Pequot Museum doll exhibit displays diversity of native cultures

By Janice Steinhagen - Staff Writer
Mashantucket - posted Mon., Mar. 25, 2013
Pequot Museum doll exhibit
A marionette in dancer's garb, designed by Buddy and Diana Big Mountain, graces the doll exhibit at the Pequot Museum. Photos by Janice Steinhagen.

The current exhibit at the Mashantucket Pequot Museum's downstairs gallery displays the diversity of native American dolls, and by extension, of native culture itself. It also poses a question: Why do many native American dolls have no faces?

Several theories abound, but one traditional explanation involves the first doll made by the Creator. The doll was assigned to play with the children, but when she passed a river and caught sight of her own reflection, she got so busy admiring herself that she neglected her duties to the children. The Creator prodded her to do her job, but she kept on admiring herself until finally the Creator took away her face to keep her on task.

That’s one of the many stories behind “Neetopawees: Dolls as Ambassadors of Native Culture,” the current exhibit at the Mashantucket Pequot Museum and Research Center. The show highlights some of the most significant native-made dolls in the museum’s sizeable permanent collection, along with a few loaned pieces.

Meredith Vasta, the Pequot Museum's registrar and collections manager, said that none of the dolls in the exhibit were intended for the ritual roles that dolls play in some native cultures. Instead, these dolls were created for other uses: as children’s toys, mementoes of people or events, depictions of native attire or special gifts to significant people.

“Dolls are more than just playthings,” said Vasta. They can help a child learn the stitchery or beadwork involved in making grown-up clothing, or they can illustrate the style of an individual tribe’s traditional regalia. “They spent a lot of time getting the clothing just right,” she said.

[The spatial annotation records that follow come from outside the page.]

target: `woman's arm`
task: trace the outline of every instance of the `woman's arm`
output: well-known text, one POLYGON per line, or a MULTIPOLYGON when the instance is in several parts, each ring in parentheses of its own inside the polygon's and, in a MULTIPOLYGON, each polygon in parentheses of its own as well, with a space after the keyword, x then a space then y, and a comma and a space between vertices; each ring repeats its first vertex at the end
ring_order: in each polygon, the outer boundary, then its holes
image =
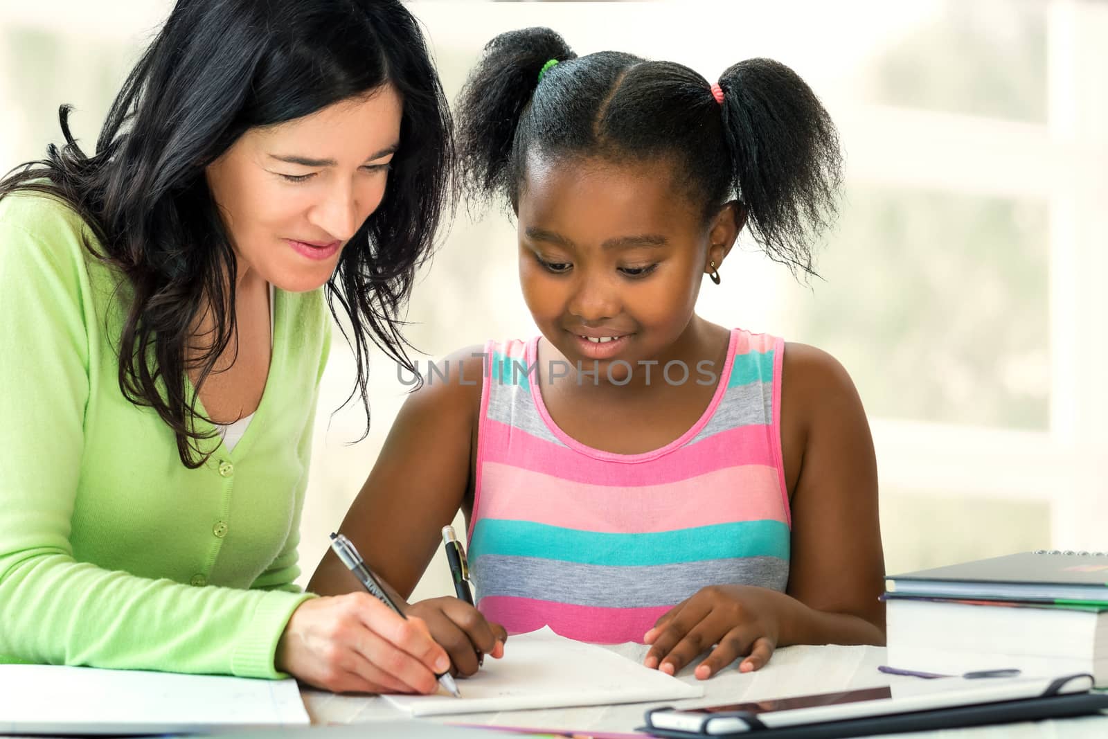
MULTIPOLYGON (((470 490, 472 440, 484 371, 480 347, 439 362, 448 379, 428 373, 404 402, 369 478, 340 527, 369 567, 408 598, 434 552, 442 527, 454 520, 470 490)), ((322 595, 358 592, 361 585, 328 551, 308 589, 322 595)), ((506 634, 453 596, 413 604, 454 667, 472 675, 479 655, 499 657, 506 634)))
MULTIPOLYGON (((93 399, 89 372, 102 350, 91 338, 104 320, 94 291, 105 289, 90 280, 81 229, 52 199, 0 201, 0 661, 245 677, 284 669, 338 690, 434 690, 432 667, 445 653, 367 594, 195 587, 78 561, 71 526, 93 399)), ((172 443, 152 458, 136 456, 134 442, 113 439, 112 448, 133 464, 179 464, 172 443)), ((131 516, 117 525, 142 531, 143 512, 131 516)), ((290 536, 257 585, 289 583, 290 536)))

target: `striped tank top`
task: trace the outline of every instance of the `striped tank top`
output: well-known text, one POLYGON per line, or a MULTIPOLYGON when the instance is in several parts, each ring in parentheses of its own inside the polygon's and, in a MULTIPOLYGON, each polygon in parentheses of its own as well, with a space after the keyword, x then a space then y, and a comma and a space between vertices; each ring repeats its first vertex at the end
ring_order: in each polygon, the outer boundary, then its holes
POLYGON ((642 642, 707 585, 784 591, 789 500, 776 337, 731 331, 716 392, 643 454, 586 447, 551 419, 529 368, 537 337, 489 342, 469 528, 480 610, 510 634, 642 642))

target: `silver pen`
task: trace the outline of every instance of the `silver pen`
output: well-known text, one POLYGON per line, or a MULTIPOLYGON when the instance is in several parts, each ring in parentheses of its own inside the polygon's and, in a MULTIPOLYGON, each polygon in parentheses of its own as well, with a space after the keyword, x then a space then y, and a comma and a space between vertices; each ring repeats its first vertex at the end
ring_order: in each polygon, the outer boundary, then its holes
MULTIPOLYGON (((335 554, 337 554, 339 560, 342 561, 342 564, 345 564, 350 572, 353 573, 353 576, 358 578, 358 582, 360 582, 365 588, 369 591, 370 595, 392 608, 393 613, 398 614, 401 618, 408 618, 408 616, 404 615, 404 612, 392 602, 389 594, 383 587, 381 587, 381 583, 373 576, 373 573, 369 571, 369 567, 366 566, 366 561, 361 558, 361 555, 358 554, 358 550, 355 548, 349 538, 342 534, 332 533, 331 548, 335 550, 335 554)), ((462 697, 462 694, 458 690, 458 684, 454 682, 454 678, 451 677, 450 673, 435 675, 435 677, 439 678, 439 685, 445 688, 450 695, 455 698, 462 697)))

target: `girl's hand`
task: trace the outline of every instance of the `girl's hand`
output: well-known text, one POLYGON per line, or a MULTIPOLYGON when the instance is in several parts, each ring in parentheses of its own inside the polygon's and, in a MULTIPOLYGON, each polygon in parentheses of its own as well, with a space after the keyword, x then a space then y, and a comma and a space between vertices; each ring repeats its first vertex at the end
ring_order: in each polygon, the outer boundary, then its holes
POLYGON ((652 645, 644 665, 676 675, 705 650, 694 673, 704 680, 739 657, 740 673, 758 669, 777 647, 784 613, 783 593, 751 585, 710 585, 655 623, 643 640, 652 645), (712 648, 715 646, 715 648, 712 648))
POLYGON ((454 665, 453 675, 469 677, 481 666, 481 656, 504 656, 507 632, 500 624, 485 620, 484 614, 459 598, 440 597, 413 603, 406 612, 427 624, 434 640, 441 644, 454 665))
POLYGON ((431 694, 450 658, 419 618, 350 593, 301 603, 277 644, 276 666, 334 692, 431 694))

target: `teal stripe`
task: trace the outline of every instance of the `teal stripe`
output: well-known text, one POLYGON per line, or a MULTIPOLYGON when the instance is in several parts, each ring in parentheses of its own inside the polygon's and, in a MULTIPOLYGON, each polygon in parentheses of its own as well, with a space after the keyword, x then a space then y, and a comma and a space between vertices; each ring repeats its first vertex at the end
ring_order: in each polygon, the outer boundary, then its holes
POLYGON ((748 351, 745 355, 735 355, 735 362, 731 365, 731 377, 727 381, 728 388, 751 382, 772 382, 773 380, 773 350, 748 351))
POLYGON ((538 557, 612 566, 648 566, 732 557, 789 558, 789 527, 780 521, 740 521, 649 534, 611 534, 531 521, 481 519, 470 557, 538 557))
MULTIPOLYGON (((490 372, 492 373, 492 379, 500 382, 500 384, 517 384, 524 390, 531 390, 531 384, 527 382, 527 367, 526 358, 514 358, 504 355, 502 351, 494 351, 492 353, 492 367, 490 372)), ((535 368, 533 371, 537 372, 538 369, 535 368)))

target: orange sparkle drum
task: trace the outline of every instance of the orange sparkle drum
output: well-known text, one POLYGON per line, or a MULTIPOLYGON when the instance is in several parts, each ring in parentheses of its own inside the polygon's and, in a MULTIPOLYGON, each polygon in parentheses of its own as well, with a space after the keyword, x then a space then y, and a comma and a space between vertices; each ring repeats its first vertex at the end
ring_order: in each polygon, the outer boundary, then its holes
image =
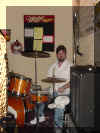
POLYGON ((21 97, 8 97, 8 112, 12 113, 15 116, 17 125, 24 125, 25 108, 24 102, 22 101, 21 97))
POLYGON ((22 127, 25 124, 26 111, 33 110, 35 106, 35 104, 31 103, 30 99, 25 98, 24 101, 21 97, 8 97, 8 112, 14 115, 16 124, 19 127, 22 127))
POLYGON ((10 77, 8 90, 17 96, 28 95, 31 87, 31 79, 23 75, 13 74, 10 77))

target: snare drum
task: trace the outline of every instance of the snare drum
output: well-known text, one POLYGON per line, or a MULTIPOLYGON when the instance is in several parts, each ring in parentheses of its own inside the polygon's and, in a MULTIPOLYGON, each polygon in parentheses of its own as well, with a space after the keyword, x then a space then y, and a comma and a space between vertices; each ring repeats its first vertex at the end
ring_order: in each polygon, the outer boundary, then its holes
POLYGON ((26 96, 31 87, 31 79, 23 75, 14 74, 10 77, 8 90, 17 96, 26 96))
POLYGON ((31 100, 33 102, 47 102, 48 101, 48 96, 46 95, 34 95, 34 94, 31 94, 31 100))

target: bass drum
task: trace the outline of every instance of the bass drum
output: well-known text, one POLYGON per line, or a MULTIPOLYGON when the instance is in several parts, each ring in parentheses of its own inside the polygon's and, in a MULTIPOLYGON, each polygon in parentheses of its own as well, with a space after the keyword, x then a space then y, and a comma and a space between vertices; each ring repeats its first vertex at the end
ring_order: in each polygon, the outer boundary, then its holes
POLYGON ((10 76, 8 91, 16 96, 26 96, 30 91, 31 81, 30 78, 14 73, 10 76))

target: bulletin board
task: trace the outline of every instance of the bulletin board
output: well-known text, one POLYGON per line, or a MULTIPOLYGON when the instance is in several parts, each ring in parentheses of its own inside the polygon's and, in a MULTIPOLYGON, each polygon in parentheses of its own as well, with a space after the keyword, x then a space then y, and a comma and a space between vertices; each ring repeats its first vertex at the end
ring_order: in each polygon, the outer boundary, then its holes
POLYGON ((24 51, 54 51, 54 15, 24 15, 24 51))

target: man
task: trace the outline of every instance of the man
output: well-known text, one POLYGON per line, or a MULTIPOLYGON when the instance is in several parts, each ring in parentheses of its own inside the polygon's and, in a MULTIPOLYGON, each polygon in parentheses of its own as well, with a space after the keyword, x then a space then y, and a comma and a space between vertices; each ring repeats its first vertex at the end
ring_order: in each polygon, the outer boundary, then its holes
MULTIPOLYGON (((53 88, 50 89, 50 93, 54 97, 57 97, 59 95, 70 95, 70 67, 72 63, 70 63, 67 60, 67 51, 65 46, 60 45, 56 49, 56 57, 57 61, 48 70, 48 77, 55 77, 55 78, 63 78, 65 79, 65 82, 62 83, 55 83, 54 92, 53 88)), ((44 104, 39 108, 43 112, 43 106, 44 104)), ((63 127, 63 115, 64 115, 64 109, 62 108, 55 108, 54 113, 54 123, 55 127, 62 128, 63 127)), ((44 120, 44 119, 43 119, 44 120)), ((41 122, 41 121, 40 121, 41 122)), ((36 118, 34 121, 31 122, 36 123, 36 118)))
MULTIPOLYGON (((70 95, 70 67, 72 63, 67 60, 67 51, 65 46, 60 45, 56 49, 57 61, 54 63, 49 71, 48 77, 62 78, 65 79, 65 82, 55 83, 54 87, 54 96, 59 95, 70 95)), ((52 89, 51 89, 52 90, 52 89)), ((51 91, 53 92, 53 90, 51 91)), ((63 128, 63 116, 64 108, 55 108, 54 113, 54 126, 58 128, 63 128)))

She pointed out one oversize cloth doll made by Lezley Two Bears, who makes full-size regalia for native dancers and uses dolls as fashion models to display the correct style for each tribe. “You can look at it and if you know about the culture, you can say, ‘Well, that’s an Iroquois outfit,’ or, ‘That’s a Great Lakes outfit,’” she said.

The dolls range from a set of beautifully-detailed figures in a toy canoe, stitched by native children in a convent-run school in Quebec during the late 18th century, to a Barbie doll clad in traditional Hoopa brush dance regalia, designed by a 16-year-old Hoopa girl. In between are dolls delicately crafted of wood, leather, cloth, beads, porcupine quills and plant materials, made by craftsmen in widely diverse native cultures. Even something as lowly as Spanish moss or turkey wishbones can be transformed by creative hands into a human figure.

Several of the dolls on display have special significance. A spectacular feather-adorned marionette by Buddy and Diana Big Mountain was a thank-you gift to the tribe for allowing them to be married at the annual Schemitzun festival. A doll crafted of banana leaves was a gift from natives in St. David, Bermuda, who have ancestral ties to the Pequots dating from the tribe’s post-Pequot War diaspora. And several charming dolls, on loan for the exhibit, were made by Mohegan tribal elders Gladys Tantaquidgeon and Melissa Tantaquidgeon Zobel as gifts of esteem for family members or special people.

“Neetopawees” continues through April 20 at the Pequot Museum, 110 Pequot Trail, Mashantucket. Hours are Wednesday through Saturday, 9-5, with the last admission at 4 p.m.